I love this collection of stories for their realness, quirky characters and subtle humour but mostly for how they make me think about time. Dunn is my contemporary and her writing legitimises and confirms for me the power of using seemingly mundane recollections that the reader can relate to or even have their own memories triggered by. Hearing the news of Elvis's death but only having a vague idea of who he was. A character that is convinced that she can triumph in the Win-a-Pony competition, something I had not thought of for years.
Dunn's skilful use of description can pull me up, compelling me to reread lines like `the snapping of the dry folded wings from cricket-green pistachios', poetic depiction of a friend's mother as `bustly, busty, fussy, fond of pleats' and John Peel's voice as `oddly both doleful and cheerful.' Reading these make me want to revisit my own stories and write better descriptions.
Many of these stories are from the viewpoint of a narrator looking back on her early teenaged years. `Stood Up and thinking of England', in particular, reminds me of seeing how another family functions and revelling in the difference and novelty of that. It vividly portrays that feeling of being at an age when you can almost break away from your family but for now you are still controlled by them. That time of waiting for something to happen and not knowing what that something is.

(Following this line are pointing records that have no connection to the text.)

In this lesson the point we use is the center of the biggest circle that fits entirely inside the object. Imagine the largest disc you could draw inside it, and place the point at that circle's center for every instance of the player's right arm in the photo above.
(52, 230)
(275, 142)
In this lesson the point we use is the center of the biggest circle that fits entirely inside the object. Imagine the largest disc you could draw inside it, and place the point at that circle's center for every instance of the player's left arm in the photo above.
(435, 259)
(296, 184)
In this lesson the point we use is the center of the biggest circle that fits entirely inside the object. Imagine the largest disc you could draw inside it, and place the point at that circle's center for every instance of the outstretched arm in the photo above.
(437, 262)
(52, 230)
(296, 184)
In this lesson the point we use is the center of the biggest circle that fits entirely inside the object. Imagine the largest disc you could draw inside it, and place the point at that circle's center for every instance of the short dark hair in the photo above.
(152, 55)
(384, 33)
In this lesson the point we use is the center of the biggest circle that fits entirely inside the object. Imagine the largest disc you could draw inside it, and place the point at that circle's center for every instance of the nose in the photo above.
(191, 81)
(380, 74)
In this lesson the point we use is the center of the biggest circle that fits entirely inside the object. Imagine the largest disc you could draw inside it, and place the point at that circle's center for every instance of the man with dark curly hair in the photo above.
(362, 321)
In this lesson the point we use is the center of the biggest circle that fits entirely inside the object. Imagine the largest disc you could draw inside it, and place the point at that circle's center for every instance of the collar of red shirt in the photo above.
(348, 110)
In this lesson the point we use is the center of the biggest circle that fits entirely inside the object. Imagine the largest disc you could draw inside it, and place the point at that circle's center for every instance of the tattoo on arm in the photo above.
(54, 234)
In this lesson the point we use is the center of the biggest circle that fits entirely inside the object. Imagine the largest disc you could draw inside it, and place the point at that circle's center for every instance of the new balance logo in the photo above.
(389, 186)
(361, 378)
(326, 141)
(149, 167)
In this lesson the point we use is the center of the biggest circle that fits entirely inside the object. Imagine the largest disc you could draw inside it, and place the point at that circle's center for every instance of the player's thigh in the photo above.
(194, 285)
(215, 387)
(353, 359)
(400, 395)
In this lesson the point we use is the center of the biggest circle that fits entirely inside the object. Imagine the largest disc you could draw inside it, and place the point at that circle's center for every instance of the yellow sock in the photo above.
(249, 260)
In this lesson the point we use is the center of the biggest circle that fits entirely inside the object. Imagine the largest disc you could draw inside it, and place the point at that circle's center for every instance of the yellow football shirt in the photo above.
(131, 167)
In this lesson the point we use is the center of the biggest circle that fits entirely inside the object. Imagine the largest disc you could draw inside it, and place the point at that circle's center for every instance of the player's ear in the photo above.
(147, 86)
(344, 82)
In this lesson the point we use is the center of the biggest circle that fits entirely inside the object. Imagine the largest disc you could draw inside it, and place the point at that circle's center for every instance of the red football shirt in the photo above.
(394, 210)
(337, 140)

There is an unforgettable passage in `Slipping the Clutch'. The main character is grieving for Robbie, who has died in a car crash. She has a theory that if she can travel far enough into space `from the correct distance, with the appropriate telescope, I could see into the past and find him. This stood to reason.' Later in the story, she sees him again. It seems so casual and real, meeting someone you thought was irrevocably lost, in Boots while buying throat pastilles. It is as if this could happen and it makes me believe that time can't prevent us from seeing lost loved ones again.